As well as adding competition to the market, the presence of big brands in the independent space has also challenged what being boutique actually means. Can a company like IHG, with 742,000 rooms in nearly 100 countries, really offer a traditional boutique service? Sarasola thinks not. “The problem with these big brands is that they have they no soul,” he says candidly. “That’s the difference between my hotels and a big multinational: mine have soul and these major brands are just lifestyle copycats.”
While Boyen believes the big brands are “doing a great job”, he also says the way they are structured makes offering a genuinely boutique service a major challenge. “I think it has been proved many times that they struggle to differentiate their boutique offering from what they originally did,” he says. “After a while, we see the original standards and procedures that they have in place at their bigger sister or brother companies sneak in. And that takes away from the welcoming feeling and the spontaneous service that a boutique hotel should have.”

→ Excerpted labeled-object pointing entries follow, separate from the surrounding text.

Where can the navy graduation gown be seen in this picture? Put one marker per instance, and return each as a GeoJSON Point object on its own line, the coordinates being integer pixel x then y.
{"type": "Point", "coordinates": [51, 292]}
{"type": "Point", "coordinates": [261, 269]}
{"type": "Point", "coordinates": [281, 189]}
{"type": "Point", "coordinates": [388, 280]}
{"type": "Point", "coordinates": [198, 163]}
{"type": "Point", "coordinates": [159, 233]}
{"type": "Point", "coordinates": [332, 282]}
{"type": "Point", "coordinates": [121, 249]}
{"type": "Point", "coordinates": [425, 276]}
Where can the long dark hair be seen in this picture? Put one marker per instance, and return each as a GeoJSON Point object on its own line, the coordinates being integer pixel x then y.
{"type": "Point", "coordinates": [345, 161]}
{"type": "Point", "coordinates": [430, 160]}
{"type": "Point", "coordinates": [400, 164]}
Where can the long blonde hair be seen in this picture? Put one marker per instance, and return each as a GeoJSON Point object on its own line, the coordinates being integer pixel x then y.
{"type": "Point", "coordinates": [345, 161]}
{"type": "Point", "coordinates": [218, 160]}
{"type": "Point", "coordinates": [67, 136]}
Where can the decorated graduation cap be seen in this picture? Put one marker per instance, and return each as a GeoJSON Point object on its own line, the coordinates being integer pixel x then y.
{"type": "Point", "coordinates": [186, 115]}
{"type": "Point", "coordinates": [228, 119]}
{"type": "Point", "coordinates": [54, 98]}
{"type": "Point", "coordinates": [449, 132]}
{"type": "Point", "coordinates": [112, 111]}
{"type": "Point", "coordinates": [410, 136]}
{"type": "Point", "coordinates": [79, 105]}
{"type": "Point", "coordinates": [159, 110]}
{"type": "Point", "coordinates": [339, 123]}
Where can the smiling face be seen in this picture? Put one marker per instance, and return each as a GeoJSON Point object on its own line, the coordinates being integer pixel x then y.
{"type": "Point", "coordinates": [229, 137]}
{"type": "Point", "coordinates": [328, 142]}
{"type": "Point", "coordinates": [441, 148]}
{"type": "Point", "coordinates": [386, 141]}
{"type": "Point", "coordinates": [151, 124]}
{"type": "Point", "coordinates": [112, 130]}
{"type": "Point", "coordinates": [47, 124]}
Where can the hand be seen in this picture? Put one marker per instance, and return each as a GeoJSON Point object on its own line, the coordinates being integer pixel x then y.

By comparison, at Small Luxury Hotels of the World, Boyen says individuality in terms of service and design is actively encouraged. “The GMs and owners in our portfolio know that we want them to be very individual, very quirky, and to offer the best possible experiences,” he says. “And unlike the big brands, we have lots of hotels that have been with the same owning family for generations. For example a couple of weeks ago I was in Italy visiting our hotels. In Monza, we have a place that has been in the same family for four generations; the love they have for hospitality and great food is just amazing.”
For Boyen, as the major hotel chains continue to create or acquire new boutique brands, it’s precisely that kind of backstory that will allow champions of independent hotels to remain differentiated and relevant to the new generation of travellers. “When it comes to the client’s experience, I think there is a big difference between us and the big brands,” he says. “We have hotels that are not just representative of the local community and local destinations, they are embedded in it.”